I constantly find I am behind the times; I ascribe this to times moving rapidly. Recently I noticed Chris’s sister’s email signature included her preferred personal pronoun (which was ‘she’). When I mentioned this, Ximena said she had done it for about a year (I guess I wasn’t reading her emails very carefully) and other people at the University of Canterbury had been doing the same for several years. There was an opinion piece in Stuff about this yesterday, answering the question – Why would one put a pronoun in an email signature?
The reason is that the personal pronoun that people would prefer you use to describe them is not always self-apparent. It isn’t something that is announced in general conversation either – we don’t refer to ourselves in the third person very often, generally saying “I” in our conversations so there are no clues as to what gender a person considers themselves. Pronouns, like I in the first person, or he or she in the third person, are very useful. To mimic the Stuff article, it would be very clumsy if I told you that “Chris is very much looking forward to Chris’s G&T after Chris finishes the grouting that Chris wants to complete before Chris goes on Chris’s holiday”. Chris is very much looking forward to his G&T after he finishes the grouting, each and every day that he works on the grouting (or the mortaring that preceded the grouting) between the rocks in our mini-pond. Whatever the reason for the G&T, the use of ‘he’ streamlines the English in the written sentence.
However, if Chris considered himself female or gender neutral, reiteration of a pronoun that referred to him as male would be a continual emotional blow. A survey at the University of Canterbury found that 11% of their population consider themselves as ‘rainbow’ (the simpler term used to cover the LGBTTIQA+ acronym regarding diverse views on gender) and a further 6% are unsure. The same survey found that the mental health of those who identify as rainbow is considerably worse than those who are ‘cisgender’ i.e. identify as the gender to which their birth physiology assigned them.
StatsNZ started collecting information on gender identity in 2018 and will include questions on gender identify in the 2023 Census. In the 2018 survey they only found 3.5% of the population reporting as gender diverse , however there are a lot of factors that will influence people’s comfort in reporting themselves to be something that they feel is ‘not the norm’. (as StatsNZ themselves recognised). This very normalisation is one of the drivers is leading organisations to ask people to include their preferred pronoun in their email signature. Cisgender people taking up the practice will normalise it, as they remain in the majority. Their use will remove the risk that gender diverse people are the only ones indicating their pronoun, so become singled out.
One of the obvious questions becomes, what pronoun can be used that gives options beyond male and female genders; gender neutral pronouns would seem to be the safest route to go down. However, traditionally English only gives the options of ‘he’, ‘she’ or ”it’.
Therefore I would like to propose “thia” as a new gender neutral, 3rd person singular pronoun. The Māori language doesn’t have the problem of English (and many other languages), as,Māori already has a gender neutral 3 person singular pronoun, namely “ia”. In the interests of creating a new word that doesn’t have cultural baggage I suggest that “thia” would be a blend of English and Māori entirely appropriate to New Zealand. I wonder what the actual pathway will be that produces the gender neutral pronoun that becomes commonly used in society. At Christmas I wrote about the use of the word ‘whanau’ and how I liked the freedom that this word seems to provide, as did the word ‘partner’ when ‘invented’ in the 1980s for use as ‘sexual partner’ rather than ‘husband/wife, boyfriend/girlfriend’. There’s a good reason that language constantly morphs and shifts – it allows the changes in societal concepts to move into common parlance.
Talking of changing and shifting, this has been quite the week, hasn’t it. On Saturday we were all happy in our, apparently, COVID-free communities. On Sunday we heard of a community case and by midnight Auckland went into the low-grade lockdown of COVID Alert Level 3, while the rest of the country shifted to Alert Level 2. It doesn’t matter how much you know new community outbreaks might be a possibility, it doesn’t really prepare you for it happening. It’s just like, as I have previously referred to, being a geologist does not prepare you emotionally for the earthquakes you are quite intellectually sure are going to occur.
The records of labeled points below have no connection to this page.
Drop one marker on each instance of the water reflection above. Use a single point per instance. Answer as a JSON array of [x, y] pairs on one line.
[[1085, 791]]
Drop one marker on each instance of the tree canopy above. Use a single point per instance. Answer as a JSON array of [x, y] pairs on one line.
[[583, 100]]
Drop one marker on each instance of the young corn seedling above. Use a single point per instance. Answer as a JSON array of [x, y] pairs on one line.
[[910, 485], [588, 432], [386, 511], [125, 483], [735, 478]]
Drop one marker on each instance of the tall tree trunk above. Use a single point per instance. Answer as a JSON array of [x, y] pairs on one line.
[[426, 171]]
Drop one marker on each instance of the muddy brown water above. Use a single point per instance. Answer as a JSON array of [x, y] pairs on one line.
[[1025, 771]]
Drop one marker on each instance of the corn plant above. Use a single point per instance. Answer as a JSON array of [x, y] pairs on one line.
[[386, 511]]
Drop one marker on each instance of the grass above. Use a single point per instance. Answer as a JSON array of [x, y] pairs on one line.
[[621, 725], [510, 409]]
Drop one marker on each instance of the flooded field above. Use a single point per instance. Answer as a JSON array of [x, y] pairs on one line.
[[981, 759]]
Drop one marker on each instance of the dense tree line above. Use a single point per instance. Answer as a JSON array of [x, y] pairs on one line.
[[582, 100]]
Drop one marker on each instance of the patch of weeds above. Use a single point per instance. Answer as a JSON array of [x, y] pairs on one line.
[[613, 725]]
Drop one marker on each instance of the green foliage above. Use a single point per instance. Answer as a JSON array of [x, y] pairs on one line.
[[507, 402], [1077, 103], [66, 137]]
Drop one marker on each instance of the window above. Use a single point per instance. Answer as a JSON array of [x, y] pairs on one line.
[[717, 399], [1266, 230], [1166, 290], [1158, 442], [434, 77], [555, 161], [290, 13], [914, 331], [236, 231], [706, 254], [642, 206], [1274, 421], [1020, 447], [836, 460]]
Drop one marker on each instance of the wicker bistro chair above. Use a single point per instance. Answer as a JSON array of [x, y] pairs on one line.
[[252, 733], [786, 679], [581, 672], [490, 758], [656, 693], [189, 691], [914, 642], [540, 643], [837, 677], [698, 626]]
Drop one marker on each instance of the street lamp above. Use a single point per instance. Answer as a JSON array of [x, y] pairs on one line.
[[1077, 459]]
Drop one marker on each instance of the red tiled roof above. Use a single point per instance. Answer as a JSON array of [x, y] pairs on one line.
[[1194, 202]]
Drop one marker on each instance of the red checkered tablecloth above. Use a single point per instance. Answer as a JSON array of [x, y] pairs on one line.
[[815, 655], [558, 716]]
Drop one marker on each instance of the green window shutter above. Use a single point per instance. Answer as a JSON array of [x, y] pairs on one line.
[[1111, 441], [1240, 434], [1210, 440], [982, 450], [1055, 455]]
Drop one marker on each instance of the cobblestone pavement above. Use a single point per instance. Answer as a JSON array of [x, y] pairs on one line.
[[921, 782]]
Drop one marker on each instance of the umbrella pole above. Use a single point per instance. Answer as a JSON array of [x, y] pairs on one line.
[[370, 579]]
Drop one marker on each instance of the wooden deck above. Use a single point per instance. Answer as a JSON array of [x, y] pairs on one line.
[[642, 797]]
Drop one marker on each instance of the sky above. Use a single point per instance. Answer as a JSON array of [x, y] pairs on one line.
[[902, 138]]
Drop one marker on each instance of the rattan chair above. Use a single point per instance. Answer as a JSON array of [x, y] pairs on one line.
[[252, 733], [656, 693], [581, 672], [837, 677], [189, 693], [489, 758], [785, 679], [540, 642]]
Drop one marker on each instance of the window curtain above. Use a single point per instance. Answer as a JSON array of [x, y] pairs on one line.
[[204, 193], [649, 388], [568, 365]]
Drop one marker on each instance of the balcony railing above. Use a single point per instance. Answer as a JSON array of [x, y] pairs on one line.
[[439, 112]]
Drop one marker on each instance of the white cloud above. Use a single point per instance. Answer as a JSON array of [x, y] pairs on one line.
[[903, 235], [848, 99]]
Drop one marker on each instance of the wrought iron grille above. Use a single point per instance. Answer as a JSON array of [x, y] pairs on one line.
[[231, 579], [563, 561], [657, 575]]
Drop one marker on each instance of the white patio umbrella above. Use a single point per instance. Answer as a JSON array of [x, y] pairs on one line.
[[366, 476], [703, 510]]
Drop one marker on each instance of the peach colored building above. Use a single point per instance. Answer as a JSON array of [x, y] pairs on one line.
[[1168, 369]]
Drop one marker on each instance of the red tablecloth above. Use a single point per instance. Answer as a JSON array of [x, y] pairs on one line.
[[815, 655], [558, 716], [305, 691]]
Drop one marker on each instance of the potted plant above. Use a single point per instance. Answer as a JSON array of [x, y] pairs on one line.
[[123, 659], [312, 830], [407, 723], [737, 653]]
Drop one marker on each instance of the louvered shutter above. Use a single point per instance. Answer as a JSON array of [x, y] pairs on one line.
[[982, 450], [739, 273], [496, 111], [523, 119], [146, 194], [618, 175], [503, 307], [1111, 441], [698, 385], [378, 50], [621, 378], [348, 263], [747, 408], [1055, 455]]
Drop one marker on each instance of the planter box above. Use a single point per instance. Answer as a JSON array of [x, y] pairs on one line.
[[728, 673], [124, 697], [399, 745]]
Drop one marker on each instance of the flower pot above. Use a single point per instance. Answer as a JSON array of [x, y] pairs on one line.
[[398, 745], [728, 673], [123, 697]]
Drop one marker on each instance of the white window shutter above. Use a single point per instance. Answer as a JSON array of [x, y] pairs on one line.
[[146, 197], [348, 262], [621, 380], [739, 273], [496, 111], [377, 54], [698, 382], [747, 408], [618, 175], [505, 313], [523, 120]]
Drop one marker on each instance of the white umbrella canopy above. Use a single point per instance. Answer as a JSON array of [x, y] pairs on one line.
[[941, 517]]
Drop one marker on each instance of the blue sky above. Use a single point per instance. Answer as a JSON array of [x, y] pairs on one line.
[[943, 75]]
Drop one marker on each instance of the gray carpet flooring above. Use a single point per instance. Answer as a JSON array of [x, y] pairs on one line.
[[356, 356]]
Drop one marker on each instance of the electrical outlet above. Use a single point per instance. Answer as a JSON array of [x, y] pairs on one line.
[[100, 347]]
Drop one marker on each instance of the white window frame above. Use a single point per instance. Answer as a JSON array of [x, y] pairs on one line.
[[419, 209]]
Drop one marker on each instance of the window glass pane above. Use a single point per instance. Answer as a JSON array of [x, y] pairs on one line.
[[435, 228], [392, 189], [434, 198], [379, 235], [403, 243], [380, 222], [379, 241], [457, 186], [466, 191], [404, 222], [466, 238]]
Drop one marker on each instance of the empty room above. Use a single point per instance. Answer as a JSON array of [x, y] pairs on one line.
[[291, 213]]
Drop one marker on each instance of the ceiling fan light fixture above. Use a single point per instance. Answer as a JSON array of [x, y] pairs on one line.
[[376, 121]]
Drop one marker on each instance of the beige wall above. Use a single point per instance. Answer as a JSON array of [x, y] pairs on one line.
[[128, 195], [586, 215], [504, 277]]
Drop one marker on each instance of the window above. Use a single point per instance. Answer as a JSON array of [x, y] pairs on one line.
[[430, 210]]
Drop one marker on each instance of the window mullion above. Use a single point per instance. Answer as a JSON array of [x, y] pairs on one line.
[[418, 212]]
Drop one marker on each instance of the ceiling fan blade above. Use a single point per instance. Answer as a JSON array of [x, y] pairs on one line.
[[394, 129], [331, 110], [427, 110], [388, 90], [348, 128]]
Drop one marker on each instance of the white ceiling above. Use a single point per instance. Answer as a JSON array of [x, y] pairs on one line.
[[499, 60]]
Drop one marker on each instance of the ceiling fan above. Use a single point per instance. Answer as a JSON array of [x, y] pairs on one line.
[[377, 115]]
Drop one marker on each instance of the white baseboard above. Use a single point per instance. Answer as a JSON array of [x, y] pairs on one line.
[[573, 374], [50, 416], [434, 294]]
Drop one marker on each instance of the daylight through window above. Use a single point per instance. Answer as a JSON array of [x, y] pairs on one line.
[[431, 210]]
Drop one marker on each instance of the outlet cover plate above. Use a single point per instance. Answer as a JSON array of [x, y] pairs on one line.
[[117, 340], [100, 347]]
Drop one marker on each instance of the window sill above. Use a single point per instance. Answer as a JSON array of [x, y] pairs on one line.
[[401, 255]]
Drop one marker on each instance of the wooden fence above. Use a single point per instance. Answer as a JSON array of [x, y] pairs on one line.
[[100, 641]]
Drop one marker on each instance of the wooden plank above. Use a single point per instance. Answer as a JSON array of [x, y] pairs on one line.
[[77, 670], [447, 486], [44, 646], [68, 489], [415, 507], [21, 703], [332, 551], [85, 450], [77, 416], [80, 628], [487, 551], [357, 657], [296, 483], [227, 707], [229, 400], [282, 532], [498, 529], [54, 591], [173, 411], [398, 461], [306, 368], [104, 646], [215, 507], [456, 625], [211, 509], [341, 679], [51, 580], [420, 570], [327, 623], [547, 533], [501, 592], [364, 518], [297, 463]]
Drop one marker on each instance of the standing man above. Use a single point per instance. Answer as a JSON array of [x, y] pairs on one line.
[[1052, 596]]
By the middle of the week, however, it appeared that the outbreak was contained, even if we will probably never know the specific source. Vast numbers of closely connected, distantly connected people, and other people worried they might be sick, were tested. Only four further people tested positive during the week, and all were closely connected to the original family of three who got COVID. The country breathed a collective sigh of relief as Cabinet stepped Auckland down to Level 2 and everywhere else to Level 1. Further sighs of relief are audible across the airwaves as the first COVID vaccines (Pfizer) were administered from Friday, initially to vaccinators and then to border workers.
It feels like we are in a time of change. We slept through about two decades, buoyed by fair economic winds and a lack of major issues or existential crises on which to focus. Now COVID challenges the world, climate change roars up behind it, and no-one has any idea which way the economy will head. Times of change free up people’s thinking – everything is more easily questioned as fewer things are certain. Let’s not place a value judgment on such possibilities, thia says, with hope.